An official settlement has been reached between Woolworths and independent retailer Organic Marketing Australia, ending a three-month fight over the phrase “honest to goodness”.

 

According to an agreed public statement, the companies have reached a settlement “on mutually acceptable, confidential terms and on a without-admissions basis”.

 

“Woolworths’ Margaret Fulton Honest to Goodness Family Meals campaign is scheduled to end on December 31, 2011,” the statement reads.

 

In late March, Organic Marketing Australia – which trades as Honest to Goodness – alleged the Woolworths campaign infringed its intellectual property.

 

The campaign features celebrity chef Margaret Fulton, who is quoted in ads saying that Woolworths produce is “honest to goodness”.

 

Organic Marketing Australia asked the Federal Court for an injunction to stop the company running its new campaign, but failed in its attempt.

 

It was announced the case would be moved forward to a full Federal Court trial unless the parties could come to a mediated agreement. The parties were unable to reach an agreement and, as a result, the date for the final trial was set for July 18-22.

 

However, it appears the fight has come to an end prematurely, with Organic Marketing Australia confirming a settlement had been reached.

 

Matt Ward, co-founder and managing director of Organic Marketing Australia, says his company has been fighting a “nightmare” legal battle.

 

“Registering the trademark ‘Honest to Goodness’ and trading under this brand for nine years should have been enough to protect our brand,” Ward says.

 

“Instead, we have been forced to spend hundreds of thousands of dollars in a legal battle to protect it.”

 

Woolworths could not be reached for comment. Meanwhile, Ward says the incident has damaged his brand, fearing other small retailers could find themselves in a similar predicament.

 

“Woolworth’s use of ‘Honest to Goodness’ was affecting people’s impression of our brand and confusing consumers.
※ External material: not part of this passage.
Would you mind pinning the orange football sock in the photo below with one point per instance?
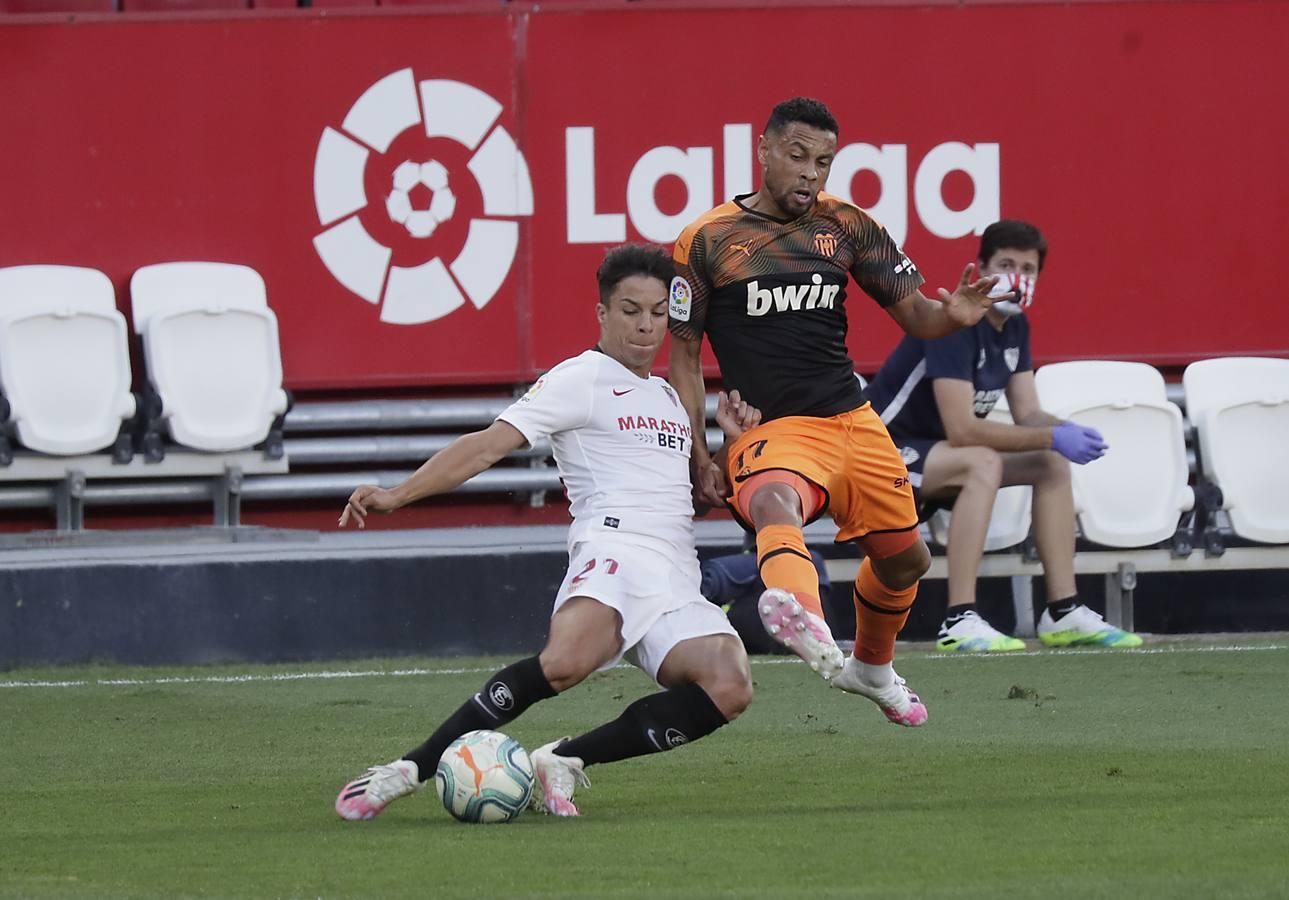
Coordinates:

We’ve had loyal customers contact us feeling aggrieved we’ve sold our business to Woolworths and saying they won’t be buying our products,” he says.

 

“If this can happen to us, then it can happen to other well-meaning good businesses trying to do the right thing.”

 

“As an operator of a small business, you simply can’t afford to be distracted with a lengthy dispute and lose focus on everyday business. It is a relief now to be able to put all our energy back into what we are passionate about and that is the food.”